In times of financial stress, cash-short companies have tended to go to Berkshire Hathaway for financial assistance. If successful, they receive both money and the implicit endorsement of Warren Buffet.
In 2009, it was DOW’s turn. It wanted to acquire Rohm and Haas, another chemical company. The best deal it could find for a needed $3 billion was in Omaha, where Berkshire took a private placement of $3 billion in DOW preferred stock, with an annual dividend yield of 8.5%. The preferred has been convertible for some time now into DOW common (yielding 3.4%), at DOW’s option, provided DOW has traded above $53.72 for a period of at least 20 trading days out of 30.
DOW shares were trading below $20 each when the deal was struck seven years ago.
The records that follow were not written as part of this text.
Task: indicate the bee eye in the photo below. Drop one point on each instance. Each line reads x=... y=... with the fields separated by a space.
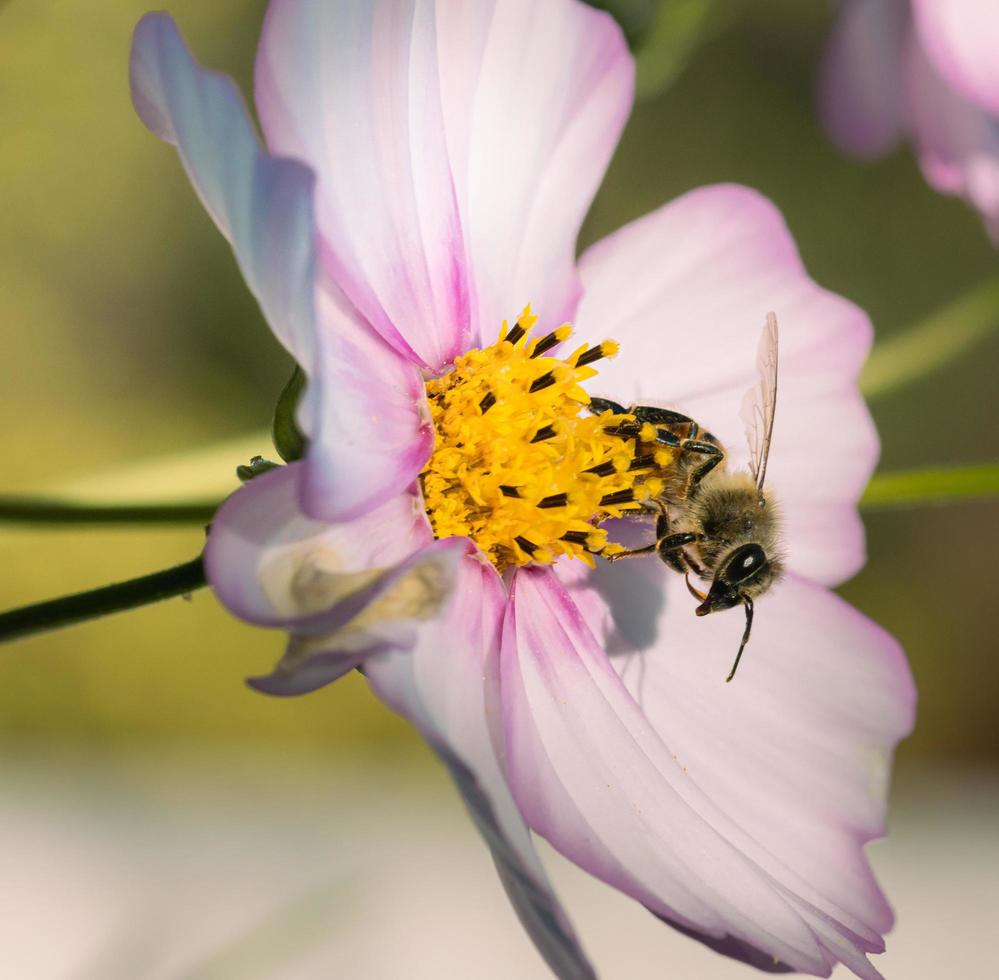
x=746 y=562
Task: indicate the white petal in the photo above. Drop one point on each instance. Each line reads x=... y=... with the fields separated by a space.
x=957 y=141
x=448 y=686
x=366 y=415
x=860 y=88
x=962 y=39
x=458 y=147
x=262 y=204
x=614 y=792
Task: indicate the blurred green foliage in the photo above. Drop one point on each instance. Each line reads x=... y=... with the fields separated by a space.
x=128 y=333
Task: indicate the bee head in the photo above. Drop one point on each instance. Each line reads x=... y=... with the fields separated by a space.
x=745 y=572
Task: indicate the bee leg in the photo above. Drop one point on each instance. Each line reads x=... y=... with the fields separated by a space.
x=631 y=553
x=671 y=547
x=695 y=568
x=714 y=457
x=748 y=603
x=599 y=405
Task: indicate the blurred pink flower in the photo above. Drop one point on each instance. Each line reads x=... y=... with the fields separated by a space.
x=426 y=170
x=927 y=69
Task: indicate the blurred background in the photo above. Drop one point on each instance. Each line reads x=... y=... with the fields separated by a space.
x=157 y=818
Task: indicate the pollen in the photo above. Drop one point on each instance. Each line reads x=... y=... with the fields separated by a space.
x=520 y=465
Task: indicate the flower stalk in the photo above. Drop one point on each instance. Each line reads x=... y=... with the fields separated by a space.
x=45 y=511
x=119 y=597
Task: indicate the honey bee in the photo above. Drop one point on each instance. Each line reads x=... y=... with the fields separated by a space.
x=720 y=525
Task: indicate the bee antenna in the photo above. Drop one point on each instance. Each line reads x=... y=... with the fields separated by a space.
x=748 y=603
x=697 y=595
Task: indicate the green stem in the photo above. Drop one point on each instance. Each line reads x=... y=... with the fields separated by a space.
x=28 y=510
x=935 y=342
x=83 y=606
x=943 y=485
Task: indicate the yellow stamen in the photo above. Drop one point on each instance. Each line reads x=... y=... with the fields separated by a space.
x=519 y=466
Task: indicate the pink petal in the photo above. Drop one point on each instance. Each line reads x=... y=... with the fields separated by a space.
x=457 y=146
x=962 y=39
x=366 y=415
x=272 y=565
x=860 y=86
x=685 y=290
x=448 y=686
x=641 y=799
x=262 y=204
x=957 y=141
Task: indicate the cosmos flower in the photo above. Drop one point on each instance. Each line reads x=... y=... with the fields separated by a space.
x=926 y=69
x=424 y=176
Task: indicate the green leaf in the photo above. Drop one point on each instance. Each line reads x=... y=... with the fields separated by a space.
x=288 y=438
x=932 y=344
x=911 y=488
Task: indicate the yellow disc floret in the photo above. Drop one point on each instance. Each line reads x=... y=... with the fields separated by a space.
x=519 y=465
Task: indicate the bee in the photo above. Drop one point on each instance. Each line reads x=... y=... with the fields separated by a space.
x=723 y=526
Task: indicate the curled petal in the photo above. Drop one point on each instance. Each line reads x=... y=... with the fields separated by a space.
x=962 y=39
x=458 y=147
x=608 y=784
x=685 y=290
x=262 y=204
x=448 y=686
x=860 y=86
x=957 y=141
x=272 y=565
x=365 y=413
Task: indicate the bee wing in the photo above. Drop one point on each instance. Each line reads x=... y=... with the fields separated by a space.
x=760 y=402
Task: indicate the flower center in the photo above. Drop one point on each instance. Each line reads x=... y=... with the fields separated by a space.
x=518 y=465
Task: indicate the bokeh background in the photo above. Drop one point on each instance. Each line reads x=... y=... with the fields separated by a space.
x=159 y=819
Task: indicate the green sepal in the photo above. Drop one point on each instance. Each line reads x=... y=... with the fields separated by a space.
x=256 y=466
x=288 y=438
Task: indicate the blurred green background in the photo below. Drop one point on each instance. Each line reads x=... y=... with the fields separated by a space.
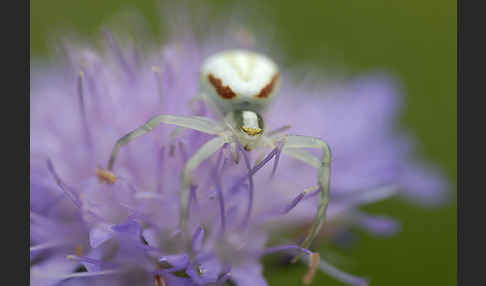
x=413 y=40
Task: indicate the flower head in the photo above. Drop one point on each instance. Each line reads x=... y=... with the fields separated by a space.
x=122 y=227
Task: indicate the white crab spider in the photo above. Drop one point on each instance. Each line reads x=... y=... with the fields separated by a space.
x=239 y=84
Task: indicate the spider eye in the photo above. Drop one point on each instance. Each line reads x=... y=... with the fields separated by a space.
x=252 y=131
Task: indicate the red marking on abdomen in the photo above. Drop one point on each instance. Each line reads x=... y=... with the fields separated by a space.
x=223 y=91
x=265 y=92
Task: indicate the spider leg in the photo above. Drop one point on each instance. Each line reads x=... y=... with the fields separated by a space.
x=199 y=123
x=293 y=145
x=202 y=154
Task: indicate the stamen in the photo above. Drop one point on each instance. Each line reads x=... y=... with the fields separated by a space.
x=182 y=149
x=67 y=190
x=219 y=190
x=44 y=246
x=197 y=239
x=277 y=157
x=158 y=80
x=314 y=263
x=160 y=173
x=84 y=259
x=74 y=275
x=105 y=176
x=192 y=198
x=250 y=191
x=286 y=248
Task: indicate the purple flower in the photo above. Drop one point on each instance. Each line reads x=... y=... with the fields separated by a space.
x=91 y=226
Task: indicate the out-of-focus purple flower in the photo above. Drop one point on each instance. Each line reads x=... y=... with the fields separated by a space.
x=88 y=228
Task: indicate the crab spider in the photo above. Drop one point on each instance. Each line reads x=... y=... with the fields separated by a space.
x=239 y=84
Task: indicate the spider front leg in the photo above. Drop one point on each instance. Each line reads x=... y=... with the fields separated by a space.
x=293 y=145
x=208 y=149
x=198 y=123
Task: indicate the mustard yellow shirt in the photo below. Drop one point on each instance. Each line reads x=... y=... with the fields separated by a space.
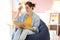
x=28 y=21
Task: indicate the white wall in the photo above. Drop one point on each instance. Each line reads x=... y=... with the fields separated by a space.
x=5 y=18
x=45 y=17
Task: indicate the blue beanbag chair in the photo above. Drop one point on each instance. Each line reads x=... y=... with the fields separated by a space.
x=42 y=35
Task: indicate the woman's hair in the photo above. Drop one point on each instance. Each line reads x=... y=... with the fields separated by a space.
x=30 y=4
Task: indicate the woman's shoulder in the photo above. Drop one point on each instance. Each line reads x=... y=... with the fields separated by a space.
x=35 y=15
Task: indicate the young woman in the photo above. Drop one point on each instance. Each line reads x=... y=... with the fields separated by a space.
x=29 y=23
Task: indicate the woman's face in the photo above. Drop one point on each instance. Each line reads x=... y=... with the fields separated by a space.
x=28 y=9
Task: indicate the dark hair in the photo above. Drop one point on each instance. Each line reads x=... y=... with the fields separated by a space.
x=30 y=4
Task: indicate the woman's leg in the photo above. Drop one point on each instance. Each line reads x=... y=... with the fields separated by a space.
x=17 y=34
x=25 y=33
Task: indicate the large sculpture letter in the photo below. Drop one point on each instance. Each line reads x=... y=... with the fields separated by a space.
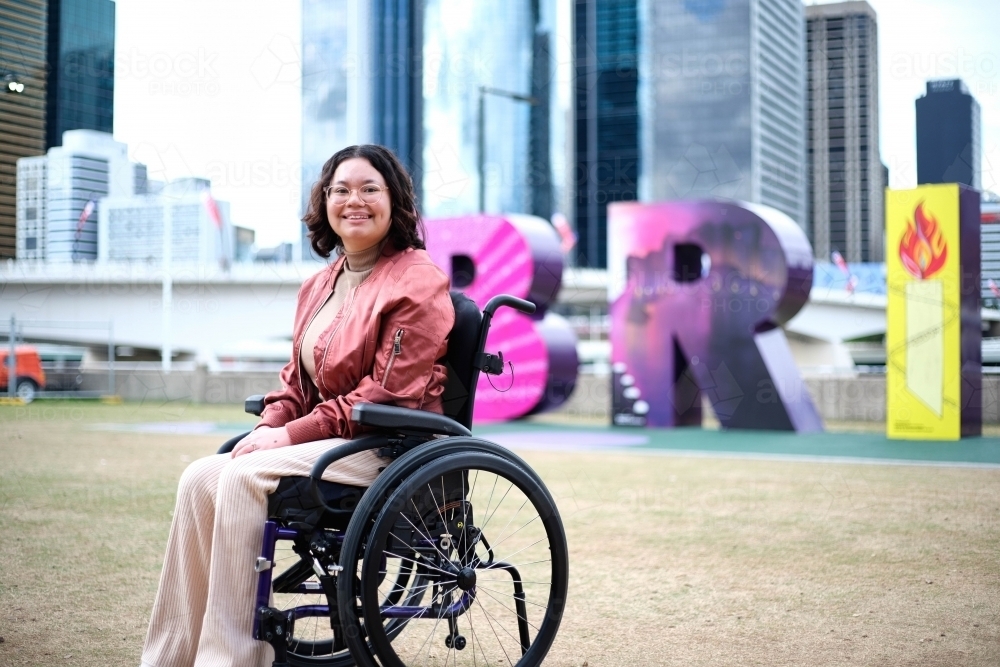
x=698 y=290
x=518 y=255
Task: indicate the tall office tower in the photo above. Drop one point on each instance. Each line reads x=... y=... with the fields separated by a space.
x=949 y=144
x=845 y=172
x=81 y=56
x=361 y=82
x=59 y=193
x=508 y=48
x=606 y=122
x=682 y=99
x=22 y=114
x=723 y=110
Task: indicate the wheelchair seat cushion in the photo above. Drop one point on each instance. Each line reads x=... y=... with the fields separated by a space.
x=293 y=504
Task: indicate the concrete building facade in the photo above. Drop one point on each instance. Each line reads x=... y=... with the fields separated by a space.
x=54 y=190
x=136 y=228
x=22 y=114
x=949 y=135
x=676 y=99
x=845 y=205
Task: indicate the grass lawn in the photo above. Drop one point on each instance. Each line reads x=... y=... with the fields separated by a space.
x=674 y=560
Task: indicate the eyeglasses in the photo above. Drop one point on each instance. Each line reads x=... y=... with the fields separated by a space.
x=369 y=193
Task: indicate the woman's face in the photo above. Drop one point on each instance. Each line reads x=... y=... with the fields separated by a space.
x=359 y=214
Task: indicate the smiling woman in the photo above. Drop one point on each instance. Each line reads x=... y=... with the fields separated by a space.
x=382 y=288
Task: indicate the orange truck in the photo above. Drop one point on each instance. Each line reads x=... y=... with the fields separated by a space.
x=29 y=376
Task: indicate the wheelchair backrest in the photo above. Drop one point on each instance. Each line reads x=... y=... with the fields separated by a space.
x=463 y=349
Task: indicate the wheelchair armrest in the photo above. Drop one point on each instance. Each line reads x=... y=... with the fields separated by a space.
x=228 y=445
x=405 y=419
x=254 y=405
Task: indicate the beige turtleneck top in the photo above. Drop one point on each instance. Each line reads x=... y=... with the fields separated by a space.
x=356 y=268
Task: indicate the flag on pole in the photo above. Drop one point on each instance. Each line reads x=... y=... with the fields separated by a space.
x=87 y=210
x=841 y=263
x=566 y=235
x=852 y=280
x=212 y=208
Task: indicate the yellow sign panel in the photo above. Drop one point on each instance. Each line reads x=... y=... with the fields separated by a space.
x=923 y=324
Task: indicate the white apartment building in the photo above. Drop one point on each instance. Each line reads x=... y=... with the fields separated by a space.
x=134 y=229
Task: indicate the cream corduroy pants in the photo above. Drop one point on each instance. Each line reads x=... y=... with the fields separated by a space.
x=204 y=609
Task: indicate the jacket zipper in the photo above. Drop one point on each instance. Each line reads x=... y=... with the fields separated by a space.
x=396 y=349
x=298 y=356
x=343 y=316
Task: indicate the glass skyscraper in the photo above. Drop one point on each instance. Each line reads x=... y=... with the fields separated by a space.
x=949 y=139
x=722 y=100
x=468 y=45
x=845 y=209
x=407 y=74
x=81 y=56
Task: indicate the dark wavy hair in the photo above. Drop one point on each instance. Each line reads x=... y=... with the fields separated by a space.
x=406 y=230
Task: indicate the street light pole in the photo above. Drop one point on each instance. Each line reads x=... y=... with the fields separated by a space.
x=481 y=123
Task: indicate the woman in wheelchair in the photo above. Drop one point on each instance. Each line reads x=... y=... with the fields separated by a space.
x=397 y=520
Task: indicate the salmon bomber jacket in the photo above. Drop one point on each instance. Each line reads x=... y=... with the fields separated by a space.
x=386 y=345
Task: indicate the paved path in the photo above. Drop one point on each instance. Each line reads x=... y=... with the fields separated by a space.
x=834 y=447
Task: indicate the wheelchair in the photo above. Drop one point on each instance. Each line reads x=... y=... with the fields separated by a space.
x=456 y=554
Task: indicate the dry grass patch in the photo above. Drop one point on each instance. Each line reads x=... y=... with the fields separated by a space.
x=674 y=561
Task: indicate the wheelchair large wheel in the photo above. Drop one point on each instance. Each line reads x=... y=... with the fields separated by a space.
x=487 y=542
x=311 y=643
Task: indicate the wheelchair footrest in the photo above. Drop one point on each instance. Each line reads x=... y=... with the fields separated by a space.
x=276 y=629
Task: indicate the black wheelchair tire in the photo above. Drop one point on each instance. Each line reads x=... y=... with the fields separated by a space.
x=381 y=640
x=371 y=503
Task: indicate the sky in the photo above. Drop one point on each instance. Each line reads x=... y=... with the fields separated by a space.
x=211 y=89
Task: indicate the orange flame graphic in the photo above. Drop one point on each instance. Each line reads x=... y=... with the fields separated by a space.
x=923 y=248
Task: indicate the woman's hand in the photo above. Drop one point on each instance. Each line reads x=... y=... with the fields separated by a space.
x=262 y=438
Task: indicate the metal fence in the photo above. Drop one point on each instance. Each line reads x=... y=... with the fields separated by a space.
x=53 y=368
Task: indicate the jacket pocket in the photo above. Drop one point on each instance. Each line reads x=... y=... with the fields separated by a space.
x=397 y=347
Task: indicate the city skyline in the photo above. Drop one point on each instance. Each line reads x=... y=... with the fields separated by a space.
x=225 y=104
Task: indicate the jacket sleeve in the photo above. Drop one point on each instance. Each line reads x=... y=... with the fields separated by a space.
x=413 y=336
x=288 y=403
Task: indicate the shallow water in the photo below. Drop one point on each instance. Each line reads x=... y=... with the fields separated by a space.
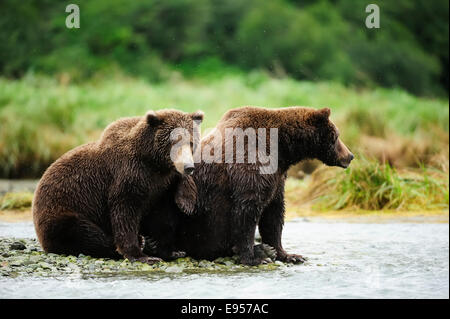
x=346 y=260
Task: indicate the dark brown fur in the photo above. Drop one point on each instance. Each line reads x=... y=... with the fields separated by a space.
x=92 y=199
x=231 y=200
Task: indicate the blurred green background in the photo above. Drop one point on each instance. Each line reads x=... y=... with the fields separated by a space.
x=387 y=87
x=308 y=40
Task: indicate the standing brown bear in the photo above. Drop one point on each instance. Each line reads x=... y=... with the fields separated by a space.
x=230 y=198
x=93 y=198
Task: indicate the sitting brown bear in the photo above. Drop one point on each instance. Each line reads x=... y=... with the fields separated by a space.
x=92 y=199
x=230 y=198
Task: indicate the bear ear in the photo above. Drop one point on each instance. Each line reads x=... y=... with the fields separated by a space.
x=321 y=116
x=152 y=118
x=198 y=116
x=325 y=111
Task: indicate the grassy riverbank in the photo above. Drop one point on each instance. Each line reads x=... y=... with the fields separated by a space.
x=44 y=117
x=400 y=141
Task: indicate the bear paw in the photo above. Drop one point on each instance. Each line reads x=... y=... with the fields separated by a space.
x=265 y=252
x=294 y=259
x=178 y=254
x=148 y=260
x=150 y=246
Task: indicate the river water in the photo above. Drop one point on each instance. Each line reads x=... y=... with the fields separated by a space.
x=346 y=260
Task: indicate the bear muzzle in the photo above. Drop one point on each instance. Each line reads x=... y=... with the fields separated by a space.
x=344 y=155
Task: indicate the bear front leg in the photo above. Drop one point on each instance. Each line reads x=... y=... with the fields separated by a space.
x=125 y=221
x=244 y=227
x=271 y=227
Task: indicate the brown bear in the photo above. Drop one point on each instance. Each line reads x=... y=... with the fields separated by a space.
x=230 y=198
x=92 y=199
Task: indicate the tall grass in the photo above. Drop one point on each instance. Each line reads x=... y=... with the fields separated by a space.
x=371 y=185
x=42 y=117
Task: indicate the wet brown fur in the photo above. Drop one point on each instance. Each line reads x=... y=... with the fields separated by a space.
x=228 y=201
x=93 y=198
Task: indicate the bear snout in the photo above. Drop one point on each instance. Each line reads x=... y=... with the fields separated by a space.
x=344 y=155
x=189 y=168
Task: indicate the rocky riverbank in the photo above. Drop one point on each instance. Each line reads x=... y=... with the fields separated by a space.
x=24 y=257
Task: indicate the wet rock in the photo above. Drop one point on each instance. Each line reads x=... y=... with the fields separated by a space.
x=32 y=261
x=17 y=245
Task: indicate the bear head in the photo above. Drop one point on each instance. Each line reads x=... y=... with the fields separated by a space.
x=176 y=135
x=327 y=146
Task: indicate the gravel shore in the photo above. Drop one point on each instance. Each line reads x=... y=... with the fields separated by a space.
x=24 y=257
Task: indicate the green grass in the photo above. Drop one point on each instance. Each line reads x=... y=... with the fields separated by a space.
x=369 y=185
x=41 y=117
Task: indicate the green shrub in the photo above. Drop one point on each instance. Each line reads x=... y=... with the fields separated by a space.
x=370 y=185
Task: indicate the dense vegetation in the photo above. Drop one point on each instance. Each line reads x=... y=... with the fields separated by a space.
x=387 y=87
x=308 y=40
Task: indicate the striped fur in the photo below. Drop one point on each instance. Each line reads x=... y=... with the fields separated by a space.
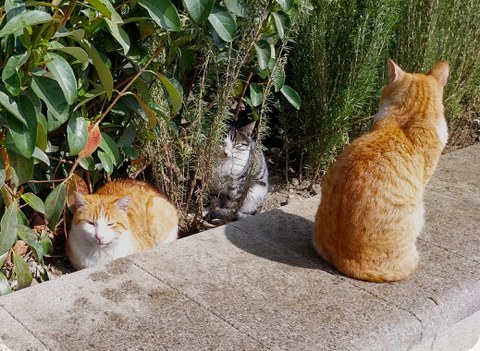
x=240 y=180
x=371 y=209
x=122 y=218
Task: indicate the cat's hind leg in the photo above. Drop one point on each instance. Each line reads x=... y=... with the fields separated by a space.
x=162 y=220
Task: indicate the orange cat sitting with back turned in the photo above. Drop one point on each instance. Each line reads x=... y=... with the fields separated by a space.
x=122 y=218
x=371 y=209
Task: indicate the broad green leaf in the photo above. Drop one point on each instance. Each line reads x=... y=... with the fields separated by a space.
x=4 y=286
x=34 y=202
x=108 y=145
x=13 y=7
x=236 y=7
x=199 y=10
x=39 y=154
x=11 y=73
x=106 y=161
x=22 y=271
x=106 y=9
x=3 y=258
x=174 y=93
x=130 y=152
x=292 y=96
x=3 y=173
x=151 y=117
x=279 y=79
x=41 y=248
x=256 y=94
x=11 y=105
x=63 y=74
x=54 y=205
x=119 y=34
x=77 y=133
x=163 y=13
x=77 y=34
x=51 y=93
x=103 y=72
x=264 y=52
x=24 y=137
x=46 y=243
x=223 y=23
x=22 y=219
x=93 y=141
x=26 y=234
x=285 y=4
x=76 y=52
x=282 y=23
x=25 y=19
x=8 y=228
x=128 y=136
x=21 y=167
On July 26th, the shares breached the $53.72 barrier and traded above it for five consecutive days–the final two on extremely heavy volume–before falling back. At the same time, according to the WSJ, short interest in the stock has risen sharply. In other words, someone has been a heavy seller, using stock borrowed from others.
Who could that be?
Although nothing is stated outright, the strong implication of the article is that the shortseller is Berkshire, which stands to lose $150 million+ a year in dividend income on conversion.
Part of the Wall Street humor in the situation is that the playing field isn’t level. It’s perfectly legal for Berkshire to sell DOW short, although it does seem to cut against the homespun image Mr. Buffett has been at pains to cultivate for years. On the other hand, however, DOW would run the risk of being accused of trying to pump up its stock price (and the value of management stock options) if it went out of its way to absorb any unusual selling.